田原坂の戦いが進展しない3月14日、政府は黒田清隆中将を参軍とし、高島鞆之助大佐を司令長官(心得)とする別働第2旅団(後に第1旅団に改称)を基幹とする衝背軍を編成し、八代方面から上陸し薩軍の後方を脅かし、鹿児島と薩軍を引き離そうとした。別働第2旅団は歩兵4個大隊と警視隊1200名を擁する総勢約4000名の大部隊で、18日に第一陣として歩兵2個大隊と警視隊700名が輸送船扶桑丸、金川丸、玄海丸に分乗、伊東祐麿海軍少将率いる春日、鳳翔、孟春の護衛を受けて長崎を出発した[43]。
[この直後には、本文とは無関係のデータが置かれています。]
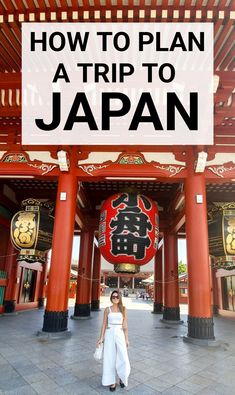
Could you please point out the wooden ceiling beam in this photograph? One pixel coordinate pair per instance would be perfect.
(10, 80)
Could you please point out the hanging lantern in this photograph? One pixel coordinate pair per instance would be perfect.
(221, 226)
(128, 231)
(31, 230)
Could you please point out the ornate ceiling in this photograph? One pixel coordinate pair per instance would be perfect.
(220, 12)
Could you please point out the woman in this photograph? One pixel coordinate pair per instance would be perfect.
(114, 334)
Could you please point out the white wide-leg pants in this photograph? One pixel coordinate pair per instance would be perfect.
(115, 356)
3月19日、日奈久から上陸しようとした別働第2旅団は、薩軍300名が征討軍上陸に備えて警戒しているとの報を受け、3キロ南方の洲口の浜に上陸地点を変更する。上陸した黒木為楨歩兵第12連隊長率いる2個大隊と警視隊500名は薩軍1個小隊の迎撃を受けるも、鳳翔の援護射撃もありこれを撃破。部隊は八代まで進撃を開始し、14時には球磨川を渡って八代を制圧した。夕方には高島大佐も上陸し、八代に橋頭保を確保した。
薩軍本営は衝背軍の上陸に衝撃を受け、南下軍の編成に取り掛かる。三番大隊長永山弥一郎自らが指揮官をかってで、それまでの小隊編成を整理し3個中隊を編成、南下を開始し宮原・鏡付近で衝背軍と遭遇し交戦する[43]。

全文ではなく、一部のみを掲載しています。